香合

 香合は水気につかるわけではないので、その点についてはかなり楽な面があります。とはいえ、香合は炭道具の主役であり、茶の湯で使われるお道具の中でも貴重品と言えるものです。取り扱いには十分注意し、細心の注意を払うようにしましょう。

 香合に入れる香には香木と練香があります。香木の原産地はアジアの熱帯地方で、練香は数種の香料を蜜で練り合わせたものです。風炉の時季には香木、炉の時季には練香を用いることになっています。

 一般的には、風炉の時季には漆器・木・竹などの素材、炉の時季には陶磁器の香合を用いることになっています。また、風炉にも炉にも用いることができる、蛤・月日貝などの貝類と金・銀・砂張などの金属類からなる両用香合を炉の時季に用いる場合には両端を切った椿の葉を敷き、その上に練香をのせることになっています。

 風炉用の香合を炉の時季に用いるときも、同様に椿の葉を敷くのですが、練香を椿の葉にのせることによって、香合そのものに施されている金箔や絵などの装飾の保護にもなるので良い方法であると思います。

 香合を保管するときには、まず拭き清めるようにしなければなりません。汚れは特にひどくないとは思いますが、念のために、柔らかい紙で押さえぎみに、拭くのではなく、押さえて汚れを取るようにします。花入や水指などと違い、湿気を帯びるということもないので干す必要はありません。香合は箱そのものもしっかりしている場合が多いので、そうした点でも安心できます。ただし、青貝など、貝による細工が施されているものは十分な注意が必要です。こすったりすると、貝をはがしてしまいます。やはり、拭き取るのではなく、柔らかく押さえて汚れを取るようにしましょう。また、蒔絵、青貝、堆朱のものなどは、乾燥したところに置くように気をつけましょう。

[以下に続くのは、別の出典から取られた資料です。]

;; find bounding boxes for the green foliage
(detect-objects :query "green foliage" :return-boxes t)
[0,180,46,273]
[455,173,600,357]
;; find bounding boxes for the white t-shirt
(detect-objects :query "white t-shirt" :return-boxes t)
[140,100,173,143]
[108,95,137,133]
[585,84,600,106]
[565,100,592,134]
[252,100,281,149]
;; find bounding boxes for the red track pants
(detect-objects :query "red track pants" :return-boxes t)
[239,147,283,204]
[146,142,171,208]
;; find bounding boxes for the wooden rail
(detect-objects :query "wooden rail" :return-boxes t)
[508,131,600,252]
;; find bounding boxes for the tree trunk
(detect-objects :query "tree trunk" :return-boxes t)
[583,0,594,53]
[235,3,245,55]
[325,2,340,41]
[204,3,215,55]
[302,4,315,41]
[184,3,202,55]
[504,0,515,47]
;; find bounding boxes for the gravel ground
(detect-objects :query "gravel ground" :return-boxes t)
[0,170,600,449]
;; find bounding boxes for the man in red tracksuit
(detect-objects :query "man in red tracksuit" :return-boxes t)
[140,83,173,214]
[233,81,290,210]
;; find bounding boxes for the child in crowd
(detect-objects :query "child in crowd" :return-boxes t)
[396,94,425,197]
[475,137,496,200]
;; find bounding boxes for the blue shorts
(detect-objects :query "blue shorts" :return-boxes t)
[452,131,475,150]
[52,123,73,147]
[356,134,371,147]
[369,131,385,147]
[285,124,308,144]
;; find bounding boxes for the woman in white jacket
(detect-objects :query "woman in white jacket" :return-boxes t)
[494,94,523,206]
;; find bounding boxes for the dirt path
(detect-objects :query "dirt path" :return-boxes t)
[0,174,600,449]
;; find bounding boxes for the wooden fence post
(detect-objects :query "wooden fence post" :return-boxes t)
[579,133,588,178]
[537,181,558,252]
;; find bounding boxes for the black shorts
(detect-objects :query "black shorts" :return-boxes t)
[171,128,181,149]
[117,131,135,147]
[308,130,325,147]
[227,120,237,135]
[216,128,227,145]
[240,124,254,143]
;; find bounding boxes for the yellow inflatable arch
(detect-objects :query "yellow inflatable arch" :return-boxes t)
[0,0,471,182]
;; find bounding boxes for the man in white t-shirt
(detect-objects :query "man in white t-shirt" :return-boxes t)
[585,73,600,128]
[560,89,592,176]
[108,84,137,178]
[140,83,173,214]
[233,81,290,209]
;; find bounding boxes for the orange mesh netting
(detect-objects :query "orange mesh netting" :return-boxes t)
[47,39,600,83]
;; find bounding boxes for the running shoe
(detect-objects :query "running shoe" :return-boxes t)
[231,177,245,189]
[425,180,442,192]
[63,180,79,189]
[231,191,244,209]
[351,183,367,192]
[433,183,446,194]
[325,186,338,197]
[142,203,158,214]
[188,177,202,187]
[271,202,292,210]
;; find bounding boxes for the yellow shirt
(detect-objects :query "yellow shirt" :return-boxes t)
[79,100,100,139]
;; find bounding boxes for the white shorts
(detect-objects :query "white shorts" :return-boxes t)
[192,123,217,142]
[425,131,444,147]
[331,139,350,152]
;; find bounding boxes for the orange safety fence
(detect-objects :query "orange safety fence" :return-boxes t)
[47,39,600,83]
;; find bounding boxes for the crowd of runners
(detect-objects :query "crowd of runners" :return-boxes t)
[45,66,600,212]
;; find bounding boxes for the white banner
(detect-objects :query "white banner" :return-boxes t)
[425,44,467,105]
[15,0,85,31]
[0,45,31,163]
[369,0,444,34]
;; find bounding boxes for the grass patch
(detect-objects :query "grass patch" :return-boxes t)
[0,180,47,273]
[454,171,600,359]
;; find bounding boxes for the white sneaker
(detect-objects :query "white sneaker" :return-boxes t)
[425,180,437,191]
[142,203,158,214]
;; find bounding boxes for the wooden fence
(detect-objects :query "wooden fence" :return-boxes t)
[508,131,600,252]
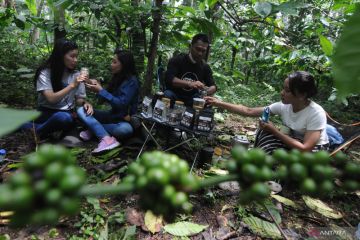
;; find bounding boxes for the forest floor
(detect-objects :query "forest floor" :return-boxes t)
[0,115,360,240]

 古くから伝来する錫縁香合の場合には、蒔絵が施された本体に接合してある縁の部分がはずれるものがあります。漆でつけてあるのですが別の素材同士ですから、どうしてもそういうことが起こるのです。

 漆のものに金属がかぶさっているので、長い年月の間に錫が次第に腐食してきますし、漆そのものも中身が痩せてくるとヒビが入ることがあります。最近では錫縁のものは少なくなり、ほとんど銀の縁になってきているようです。

 その他、保管に関して気をつけることとしては、急に外気にあてないこと、青貝などが埋め込まれているものは、冷暖房にも気をつけること、などがあります。

 昔の茶室というものは良く考えられていて、お道具を使用するときにそういったことは何も心配いらなかったのですが、どうしても現代の茶室はビルの中に建設されることが多くなっています。昔の茶室は日本の風土に合ったようにできており、茶道具もその環境の中で使われることを前提にして製作されていたのです。

 これらの茶道具が、日本の風土と違う環境に長い間おかれると、一遍に悪影響を受けてしまう場合もあります。

 特に漆のもの、木のものなどは変色してしまいます。外国に保管されていたお道具が、日本に里帰りすることもあるのですが、そんな場合も本来の色が変わってしまっていることがあるのです。

 他にも細かな注意点はありますが、香合は先程も申しましたように水分には触れませんので、その点については安心といえるでしょう。金属でできたものも、特に気を使う必要はないでしょう。